Nei giorni scorsi il commissario europeo all’economia e alla società digitale Oettinger (che in un recente discorso ha detto che le aziende online europee dipendono da pochi player non-Ue ed è ora di “sostiture i motori di ricerca, i sistemi operativi e social network esistenti“), ha visitato gli Stati Uniti per incontrare le grandi aziende della Silicon Valley. Oettinger ha portato con sé un documento sottoscritto da 51 europarlamentari di diversi schieramenti politici per chiarire e difendere le scelte europee sul digitale e respingere le accuse di protezionismo.

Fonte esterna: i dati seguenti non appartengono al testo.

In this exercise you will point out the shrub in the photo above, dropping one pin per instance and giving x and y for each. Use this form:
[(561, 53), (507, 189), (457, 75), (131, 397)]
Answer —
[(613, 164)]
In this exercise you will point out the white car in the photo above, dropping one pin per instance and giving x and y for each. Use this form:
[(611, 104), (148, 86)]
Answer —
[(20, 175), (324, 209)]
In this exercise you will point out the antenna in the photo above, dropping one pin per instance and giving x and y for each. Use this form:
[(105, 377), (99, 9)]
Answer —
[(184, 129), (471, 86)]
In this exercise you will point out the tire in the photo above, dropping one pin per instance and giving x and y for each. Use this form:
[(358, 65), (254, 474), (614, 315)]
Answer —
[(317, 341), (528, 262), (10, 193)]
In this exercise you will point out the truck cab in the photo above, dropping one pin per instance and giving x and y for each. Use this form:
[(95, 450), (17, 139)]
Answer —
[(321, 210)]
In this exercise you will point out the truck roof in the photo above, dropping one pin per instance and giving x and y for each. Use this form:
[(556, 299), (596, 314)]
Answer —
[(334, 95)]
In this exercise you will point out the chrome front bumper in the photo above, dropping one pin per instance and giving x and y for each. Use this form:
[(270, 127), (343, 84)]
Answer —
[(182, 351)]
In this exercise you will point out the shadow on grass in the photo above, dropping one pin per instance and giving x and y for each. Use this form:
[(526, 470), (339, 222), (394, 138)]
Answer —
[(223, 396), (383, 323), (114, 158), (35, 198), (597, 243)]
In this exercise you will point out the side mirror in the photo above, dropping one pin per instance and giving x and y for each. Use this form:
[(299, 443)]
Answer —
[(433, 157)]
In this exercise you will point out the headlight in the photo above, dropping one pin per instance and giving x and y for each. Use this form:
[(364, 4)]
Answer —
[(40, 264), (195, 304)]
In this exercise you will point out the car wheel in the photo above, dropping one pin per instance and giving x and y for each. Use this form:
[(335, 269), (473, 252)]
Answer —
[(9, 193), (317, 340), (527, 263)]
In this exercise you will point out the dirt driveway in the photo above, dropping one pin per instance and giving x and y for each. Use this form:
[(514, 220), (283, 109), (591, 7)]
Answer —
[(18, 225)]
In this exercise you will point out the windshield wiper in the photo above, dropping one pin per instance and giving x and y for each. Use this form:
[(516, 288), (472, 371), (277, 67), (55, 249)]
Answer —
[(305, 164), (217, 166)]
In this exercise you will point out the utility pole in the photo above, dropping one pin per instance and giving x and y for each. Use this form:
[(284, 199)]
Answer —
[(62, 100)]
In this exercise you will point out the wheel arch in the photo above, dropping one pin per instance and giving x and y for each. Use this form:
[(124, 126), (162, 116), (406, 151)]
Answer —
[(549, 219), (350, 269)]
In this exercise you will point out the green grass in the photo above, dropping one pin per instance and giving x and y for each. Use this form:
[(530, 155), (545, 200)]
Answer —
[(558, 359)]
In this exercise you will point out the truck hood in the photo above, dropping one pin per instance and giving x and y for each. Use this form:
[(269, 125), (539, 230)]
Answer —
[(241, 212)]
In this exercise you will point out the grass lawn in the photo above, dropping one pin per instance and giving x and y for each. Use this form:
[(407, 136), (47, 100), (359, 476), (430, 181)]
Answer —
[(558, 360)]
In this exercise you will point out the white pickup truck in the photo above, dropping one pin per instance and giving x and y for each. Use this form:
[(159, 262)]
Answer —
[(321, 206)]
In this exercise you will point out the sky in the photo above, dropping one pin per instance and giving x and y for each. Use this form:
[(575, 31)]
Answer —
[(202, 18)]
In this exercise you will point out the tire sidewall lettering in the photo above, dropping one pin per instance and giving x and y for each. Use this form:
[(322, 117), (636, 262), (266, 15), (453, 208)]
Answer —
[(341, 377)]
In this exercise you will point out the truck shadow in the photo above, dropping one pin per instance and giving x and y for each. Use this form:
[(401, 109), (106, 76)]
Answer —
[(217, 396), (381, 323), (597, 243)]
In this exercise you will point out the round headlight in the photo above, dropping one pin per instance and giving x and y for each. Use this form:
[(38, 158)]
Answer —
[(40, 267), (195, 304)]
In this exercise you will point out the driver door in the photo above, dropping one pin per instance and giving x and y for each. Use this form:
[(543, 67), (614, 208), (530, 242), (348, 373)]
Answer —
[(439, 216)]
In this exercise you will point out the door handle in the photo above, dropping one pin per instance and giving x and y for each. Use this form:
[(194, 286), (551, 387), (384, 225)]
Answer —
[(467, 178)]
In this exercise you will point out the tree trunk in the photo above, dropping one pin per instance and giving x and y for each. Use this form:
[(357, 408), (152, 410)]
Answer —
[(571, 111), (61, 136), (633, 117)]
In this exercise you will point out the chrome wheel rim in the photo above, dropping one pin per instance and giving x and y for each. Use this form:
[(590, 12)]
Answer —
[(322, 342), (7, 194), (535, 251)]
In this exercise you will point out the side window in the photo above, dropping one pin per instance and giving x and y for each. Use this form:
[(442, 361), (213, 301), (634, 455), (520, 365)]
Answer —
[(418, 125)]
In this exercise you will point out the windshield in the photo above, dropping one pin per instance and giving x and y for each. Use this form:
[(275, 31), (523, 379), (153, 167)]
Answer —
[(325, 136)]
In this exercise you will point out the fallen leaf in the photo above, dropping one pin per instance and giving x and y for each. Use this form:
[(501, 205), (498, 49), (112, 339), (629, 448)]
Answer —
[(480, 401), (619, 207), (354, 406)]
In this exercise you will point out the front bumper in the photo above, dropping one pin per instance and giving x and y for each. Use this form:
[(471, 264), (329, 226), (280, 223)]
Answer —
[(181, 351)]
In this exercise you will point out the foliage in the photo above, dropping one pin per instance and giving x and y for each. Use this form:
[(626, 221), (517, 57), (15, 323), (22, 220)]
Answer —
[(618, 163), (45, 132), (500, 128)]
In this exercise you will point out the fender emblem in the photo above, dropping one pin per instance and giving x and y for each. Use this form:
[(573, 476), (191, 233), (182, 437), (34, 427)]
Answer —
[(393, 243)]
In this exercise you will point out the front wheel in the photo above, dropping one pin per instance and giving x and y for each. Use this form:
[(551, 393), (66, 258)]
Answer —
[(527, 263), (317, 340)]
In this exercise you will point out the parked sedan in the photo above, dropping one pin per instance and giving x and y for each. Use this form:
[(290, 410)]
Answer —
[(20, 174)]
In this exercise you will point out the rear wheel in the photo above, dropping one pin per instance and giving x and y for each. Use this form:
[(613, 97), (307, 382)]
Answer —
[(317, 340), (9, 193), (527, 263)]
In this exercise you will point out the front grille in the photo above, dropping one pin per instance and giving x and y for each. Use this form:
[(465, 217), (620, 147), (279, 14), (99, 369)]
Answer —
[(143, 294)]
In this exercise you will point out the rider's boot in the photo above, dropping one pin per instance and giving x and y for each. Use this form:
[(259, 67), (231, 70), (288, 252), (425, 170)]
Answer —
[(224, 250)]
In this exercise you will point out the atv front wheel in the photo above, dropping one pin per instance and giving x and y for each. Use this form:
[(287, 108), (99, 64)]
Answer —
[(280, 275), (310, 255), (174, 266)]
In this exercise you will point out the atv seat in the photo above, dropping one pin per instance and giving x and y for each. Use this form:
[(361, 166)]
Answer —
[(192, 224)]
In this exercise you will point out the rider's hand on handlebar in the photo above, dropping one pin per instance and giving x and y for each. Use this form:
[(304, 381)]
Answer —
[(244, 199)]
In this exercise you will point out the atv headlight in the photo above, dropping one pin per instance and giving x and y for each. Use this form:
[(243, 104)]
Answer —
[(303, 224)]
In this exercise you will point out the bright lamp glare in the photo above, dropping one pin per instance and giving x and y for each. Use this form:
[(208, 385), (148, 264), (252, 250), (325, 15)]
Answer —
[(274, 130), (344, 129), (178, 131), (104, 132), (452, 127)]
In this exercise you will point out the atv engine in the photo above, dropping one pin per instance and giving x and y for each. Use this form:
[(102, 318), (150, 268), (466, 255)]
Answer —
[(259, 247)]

“Siamo sorpresi e preoccupati per le dure dichiarazioni da parte americana sulle proposte legislative e regolamentari europee sull’Agenda digitale, il presidente Obama parla di ‘protezionismo digitale’ e molti nel settore privato ripetono parole simili”, si legge nel documento. “Ammiriamo il dinamismo e il successo della Silicon Valley ma abbiamo fiducia nella capacità dell’Europa di favorire il talento, la creatività e l’abilità imprenditoriale: non abbiamo mai usato l’acronimo ‘Gafa’ e non consideriamo la legislazione un mezzo per gestire la crescita delle imprese”. L’acronico Gafa citato nel documento (Google, Apple, Amazon e Facebook) è utilizzato dai media, soprattutto in Francia, come sinonimo di “imperialismo” culturale e tecnologico.

Già prima di partire per la California, Oettinger sul suo blog aveva replicato alle critiche americane sull’Agenda digitale e sulle azioni dell’antitrust Ue respingendo con decisione l’accusa secondo cui  le politiche in materia hi-tech della Commissione prendano di mira le aziende straniere. “So che molti negli Stati Uniti pensano che lo scopo del Mercato unico digitale sia avvantaggiare esclusivamente le aziende europee”, ha scritto Oettinger. “L’Europa è pronta a tenere conto delle preoccupazioni e delle sollecitazioni degli Usa, ma non prendiamo lezioni e non accettiamo pressioni da nessuno e continueremo a pretendere risposte anche alle domande scomode senza farci impressionare da facili accuse di ‘eccesso di regolamentazione’ “.